C’était la mesure emblématique du « Choc des Savoirs » annoncé en décembre 2003 par Gabriel Attal, alors ministre de l’Éducation nationale, dans la foulée de la publication des résultats préoccupants de l’édition 2022 du programme international pour le suivi des acquis des élèves.
Elle devait « porter au plus haut les aptitudes des élèves, selon leur niveau, des plus fragiles aux plus avancés ; […] garantir à tous […] l’acquisition progressive et la maîtrise des connaissances et des compétences ; renforcer la confiance des élèves en leur capacité d’apprendre et de réussir au collège ».
En dépit des réserves formulés par de nombreux chercheurs et par les praticiens de l’École, la mesure a été mise en place à marche forcée à la rentrée 2024. Une année plus tard, le bilan est plus que mitigé, estiment l’inspection générale de l’éducation, du sport et de la recherche dans un rapport rendu public le 17 juin dernier1.

Les hauts fonctionnaires dressent plusieurs constats négatifs.
À commencer par la très forte disparité dans la mise en place des groupes de besoins. « Une majorité d’établissements a opté pour la mise en place de groupes de niveaux […] ; plusieurs collèges ont souhaité au contraire construire des groupes hétérogènes […] ; une infime minorité d’établissements a réellement opté pour la des groupes de besoins […] constitués en se référant aux acquis des élèves sur des compétences précises. » Par ailleurs, regrettent les auteurs, la constitution des groupes n’a que faiblement pris appui sur les évaluations nationales. Cette disparité, les inspecteurs généraux l’expliquent par « les évolutions des discours ministériels mentionnant successivement les termes ‘‘groupes de niveaux’’, ‘‘groupes de besoins’’ ou ‘‘groupes’’ qui ont fragilisé les réflexions qui devaient s’installer au sein de chaque collège ».
À cela se sont ajoutées des difficultés organisationnelles – moyens, ressources humaines, construction des emplois du temps, calendrier très contraints… – auxquelles se sont heurtés les établissements. Ces aspects ont mobilisé un temps considérable au détriment de la réflexion didactique et pédagogique qui n’a pas été à la hauteur des attendus.
En cause aussi, alors que le dispositif prévoyait de faire évoluer la constitution des groupes en fonction des progrès de chacun, la quasi-absence de mobilité des élèves entre les groupes. « Les collèges qui ont véritablement travaillé les enjeux de mobilité des élèves entre les groupes dans une perspective pédagogique restent très marginaux » constatent les rapporteurs. Conséquence, « les changements d’élèves entre les groupes ont été sporadiques et [n’ont concerné] dans la plupart des cas que quelques élèves ». Cet immobilisme a d’ailleurs satisfait tant les élèves que les enseignants : les premiers « au nom d’une recherche de stabilité relationnelle et émotionnelle », les seconds « pour des raisons relevant de difficultés organisationnelles et de préservation du lien construite avec les élèves ».

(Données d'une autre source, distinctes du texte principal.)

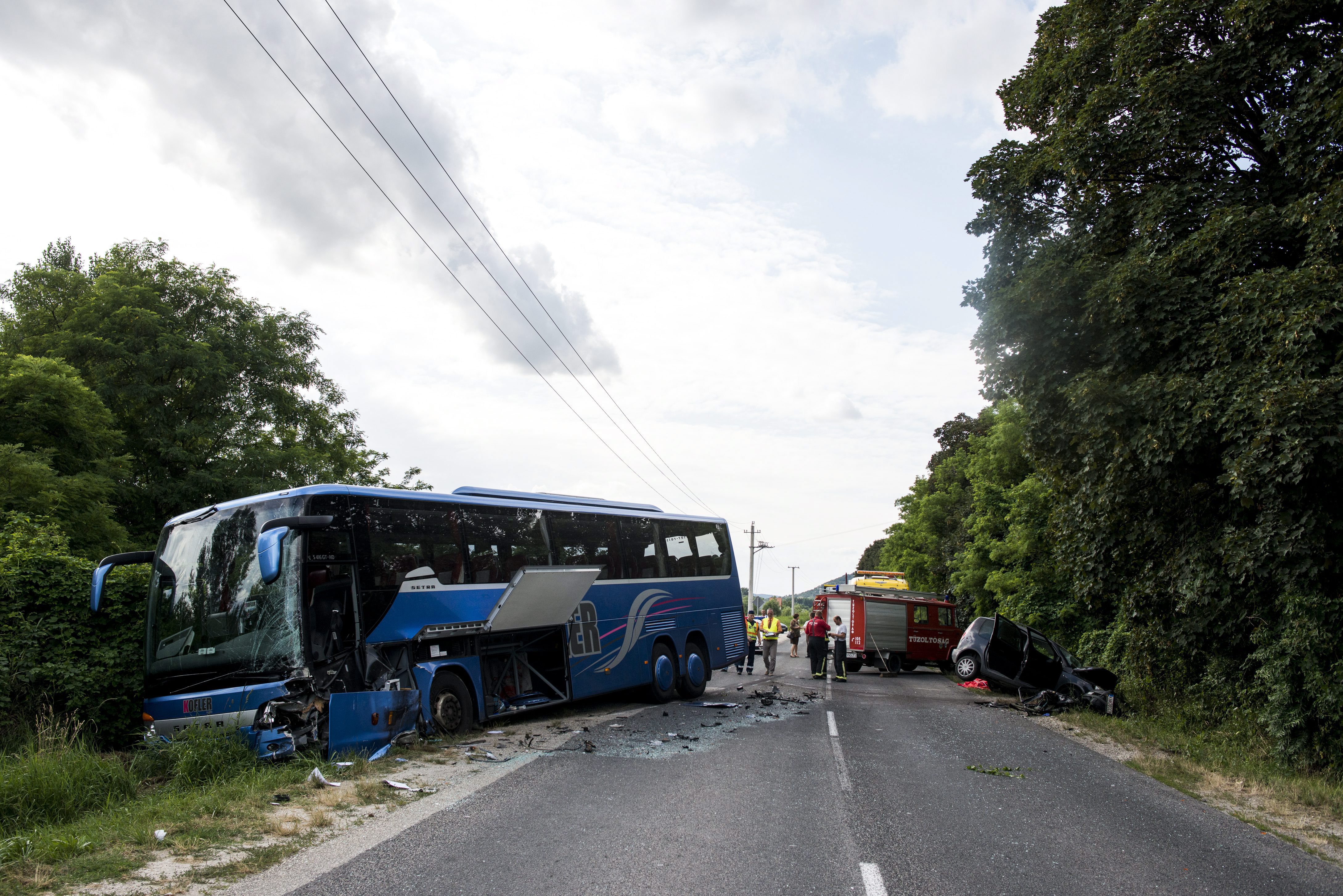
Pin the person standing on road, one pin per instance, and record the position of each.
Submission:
(816, 632)
(753, 633)
(841, 636)
(770, 628)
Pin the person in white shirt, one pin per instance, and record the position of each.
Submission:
(841, 636)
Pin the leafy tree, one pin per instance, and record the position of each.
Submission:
(57, 452)
(871, 558)
(933, 516)
(217, 395)
(955, 434)
(1164, 297)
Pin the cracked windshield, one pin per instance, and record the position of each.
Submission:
(209, 606)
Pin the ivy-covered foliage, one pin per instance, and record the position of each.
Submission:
(53, 651)
(1164, 299)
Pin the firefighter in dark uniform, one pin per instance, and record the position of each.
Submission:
(841, 636)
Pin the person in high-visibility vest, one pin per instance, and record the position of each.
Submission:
(770, 628)
(753, 633)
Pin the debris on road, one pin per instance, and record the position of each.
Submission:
(1045, 703)
(319, 780)
(1002, 771)
(406, 788)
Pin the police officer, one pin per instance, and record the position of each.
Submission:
(753, 632)
(816, 632)
(841, 636)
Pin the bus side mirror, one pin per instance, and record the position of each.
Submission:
(100, 575)
(270, 547)
(270, 551)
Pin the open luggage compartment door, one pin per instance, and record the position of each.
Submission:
(540, 597)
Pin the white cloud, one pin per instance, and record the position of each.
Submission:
(950, 62)
(586, 136)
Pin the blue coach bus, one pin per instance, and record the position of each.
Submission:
(342, 617)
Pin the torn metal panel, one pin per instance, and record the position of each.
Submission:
(366, 722)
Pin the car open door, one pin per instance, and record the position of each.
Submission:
(1043, 665)
(1006, 648)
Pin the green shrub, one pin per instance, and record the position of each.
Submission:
(54, 651)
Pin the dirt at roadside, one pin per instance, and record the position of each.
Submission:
(1254, 804)
(316, 813)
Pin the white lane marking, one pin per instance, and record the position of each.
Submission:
(872, 879)
(840, 765)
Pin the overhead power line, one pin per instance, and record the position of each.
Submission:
(675, 477)
(437, 257)
(472, 250)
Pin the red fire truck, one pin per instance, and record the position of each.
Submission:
(892, 629)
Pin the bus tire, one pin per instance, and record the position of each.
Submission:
(452, 704)
(663, 673)
(696, 672)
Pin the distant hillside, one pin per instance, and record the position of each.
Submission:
(804, 597)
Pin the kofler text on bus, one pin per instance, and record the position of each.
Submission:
(339, 619)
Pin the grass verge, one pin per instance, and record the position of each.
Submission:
(1232, 767)
(70, 817)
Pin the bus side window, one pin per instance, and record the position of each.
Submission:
(711, 545)
(585, 539)
(402, 541)
(641, 550)
(677, 541)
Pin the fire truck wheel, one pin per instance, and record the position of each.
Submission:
(663, 679)
(967, 665)
(452, 704)
(696, 673)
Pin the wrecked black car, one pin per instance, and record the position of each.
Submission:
(1020, 657)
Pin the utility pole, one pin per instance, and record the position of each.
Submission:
(793, 598)
(751, 575)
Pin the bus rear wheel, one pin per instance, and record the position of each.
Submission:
(452, 704)
(696, 672)
(663, 673)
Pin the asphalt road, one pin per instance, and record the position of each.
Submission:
(880, 801)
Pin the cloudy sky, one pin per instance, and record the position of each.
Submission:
(746, 218)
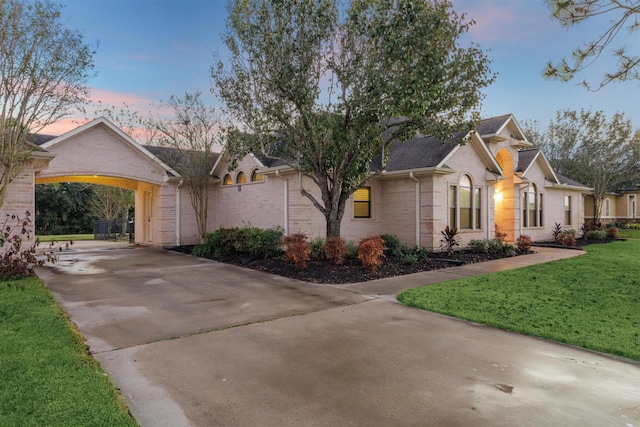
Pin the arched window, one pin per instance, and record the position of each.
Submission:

Quant aux objectifs visés par le dispositif – notamment le fait de « garantir à tous les élèves [des plus fragiles aux plus avancés] l’acquisition progressive et la maîtrise des connaissances et des compétences – ils sont loin d’avoir été atteints. En particulier « les élèves à les plus fragiles, ‘‘à forts besoins’’, n’ont clairement pas bénéficié des effets attendus de la mesure ».

Et pour cause, les enseignants ont peu fait évoluer leurs pratiques et peu modifié leurs gestes professionnels. « Faute d’une approche didactique de la difficulté scolaire », ils ont peiné à mettre en œuvre « un scénario didactique ciblé susceptible d’y remédier ». Trop souvent la réponse apportée aux difficultés des élèves a consisté en une baisse des exigences et une réduction ou un allégement des contenus d’enseignement ». Cette réponse, alertent les auteurs, induit « un risque fort de dérive des savoirs et des compétences enseignés entre les groupes et, par conséquent, entre les élèves » d’un même établissement. Par ailleurs, elle est de nature à fragiliser le retour en classe entière en début de 4ème.

La recommandation est claire : « [abandonner le] modèle actuel consistant à proposer une mise en œuvre uniforme des enseignements en groupes pour tous les élèves de 6ème et de 5ème sur l’ensemble des horaires disciplinaires de français et de mathématiques ». L’inspection générale invite, à l’inverse, à « renforcer l’autonomie des acteurs que sont les chefs d’établissement en les mettant en situation de définir avec leurs équipes une stratégie de réussite propre à chaque collège ».

Véronique Glineur
Rédactrice en chef

  1. Inspection générale de l’éducation, du sport et de la recherche, Mise en place des groupes de besoins en français et en mathématiques au collège, avril 2025.